The great thing about watching the World Cup in Bosnia—or anywhere outside the U.S.—is the relentless ubiquity of it. It is everywhere and in everything. Football (Mr. Schama is right!) permeates the fabric of daily life so thoroughly that it pushes all else into its corners. There are screens all over Sarajevo; everyone talks about football: the fantasy foul occasioning the penalty gift for Brazil, what to expect against Argentina, what bets were placed, what were the odds (there are a plethora of betting joints all over the city). Taxi drivers, who like it when you sit in the passenger seat so they can talk to you, freely offer unsolicited tactical analysis, based largely on ingrained national stereotypes and delusional wishful thinking.

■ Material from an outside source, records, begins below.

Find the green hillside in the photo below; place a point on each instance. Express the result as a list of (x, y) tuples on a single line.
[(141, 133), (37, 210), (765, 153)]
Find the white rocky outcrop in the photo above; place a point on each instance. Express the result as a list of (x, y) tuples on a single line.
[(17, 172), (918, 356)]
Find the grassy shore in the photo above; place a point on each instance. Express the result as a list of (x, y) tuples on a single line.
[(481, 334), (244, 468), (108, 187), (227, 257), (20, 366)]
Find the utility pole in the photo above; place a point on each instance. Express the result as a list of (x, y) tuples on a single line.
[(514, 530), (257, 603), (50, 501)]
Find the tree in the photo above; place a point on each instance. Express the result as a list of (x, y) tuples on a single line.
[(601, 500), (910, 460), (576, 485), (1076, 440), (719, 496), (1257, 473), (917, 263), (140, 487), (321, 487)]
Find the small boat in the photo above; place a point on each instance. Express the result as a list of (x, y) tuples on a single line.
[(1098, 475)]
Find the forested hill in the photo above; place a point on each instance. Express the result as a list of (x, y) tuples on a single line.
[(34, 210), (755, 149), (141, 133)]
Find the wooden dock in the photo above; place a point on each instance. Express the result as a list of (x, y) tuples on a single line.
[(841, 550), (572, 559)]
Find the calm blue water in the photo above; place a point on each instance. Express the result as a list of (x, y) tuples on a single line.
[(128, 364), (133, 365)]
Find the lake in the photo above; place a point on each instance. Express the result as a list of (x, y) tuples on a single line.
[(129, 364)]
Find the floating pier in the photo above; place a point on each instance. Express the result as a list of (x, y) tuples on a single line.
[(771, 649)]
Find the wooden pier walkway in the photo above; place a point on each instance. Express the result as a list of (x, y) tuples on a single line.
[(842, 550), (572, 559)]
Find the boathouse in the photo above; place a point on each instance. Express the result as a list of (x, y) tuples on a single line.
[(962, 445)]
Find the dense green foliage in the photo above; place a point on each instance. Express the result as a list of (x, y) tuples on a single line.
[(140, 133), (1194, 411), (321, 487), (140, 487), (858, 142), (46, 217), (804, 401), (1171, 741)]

On Friday night I watched Spain-Holland in a restaurant (Pod lipom—Under the Linden Tree) whose management put up a screen on the wall across the pedestrian pathway and cranked up the sound system, assuming (correctly) that everyone would be interested. Passers-by, walking at their peril between the patrons and the screen, checked the score, slowing down to see the replay of Van Persie’s goal. The waiters, trays in hand, stopped mid-step for the replay of Robben’s bullet-train acceleration past Piqué, who aged out of professional soccer in the seven seconds or so it took the bullet-headed Dutchman to score. Because the (Bosnian) friends I was with audibly rooted for Spain, which included shouting insults at the Dutch projections on the screen, one of the waiters told us after the game that he was sorry Spain lost, but that his team for the night was Holland. Half of the Dnevni avaz front page was devoted to the humbling of the World Champions, the 100-point title announcing that The Dutch Demolished the Spaniards. Next to it, taking a tenth of the space given to the game, a headline addressed the possibility that, as early as Monday, Bosnia might find itself without natural gas supplies, since Russia seems bent to shut off the flow to Ukraine, which is the way for the gas to reach these parts. With that particular issue, the layout seemed to suggest, we’ll deal after the great Dutch performance is fully processed, certainly after Bosnia’s game with Argentina. The hierarchy of reality is reshuffled so that football is perched on the top.
The world, in other words, becomes, briefly, the utopian place in which we’re all bizarrely connected—everything and everyone is everywhere—and somehow comfortable with that. It is a valuable experience for a place like Bosnia, where comfort, like natural gas, is often in short supply. There was a Dutch couple at Pod lipom, who objected to the management about the absence of their national flag among those adorning the restaurant’s awning and the wall with the screen. It was because, they were told, the Chinese suppliers didn’t know what the flag of Holland looked like. (They even printed the Bosnian flag upside down—to paraphrase Mr. Stavans, God made the World Cup to teach and confuse Chinese suppliers about geography.) The manager decided not to mention Srebrenica with the Dutch (in 1995 a Dutch battalion under the U.N. flag delivered people they were supposed to protect in Srebrenica to the Serbs, who then shot them.) She didn’t want to spoil the game for them. She did tell a couple of Argentine patrons that she believed Bosnia might beat them.
After the game, I went home, but my friends went to a club owned by their high-school friend to watch the Chile-Australia game. Their friend was born in Chile, which his family escaped after the 1973 coup and Allende’s murder to resettle in Bosnia. During the Bosnian war, he and his brother stayed in Chile with their family, but then returned to Sarajevo. Which is to say that, last night, all the Chileans in Sarajevo (about four) were belting out their national anthem clad in their national-team jerseys.
The world is fully present wherever you look, but the World Cup makes that inescapably obvious.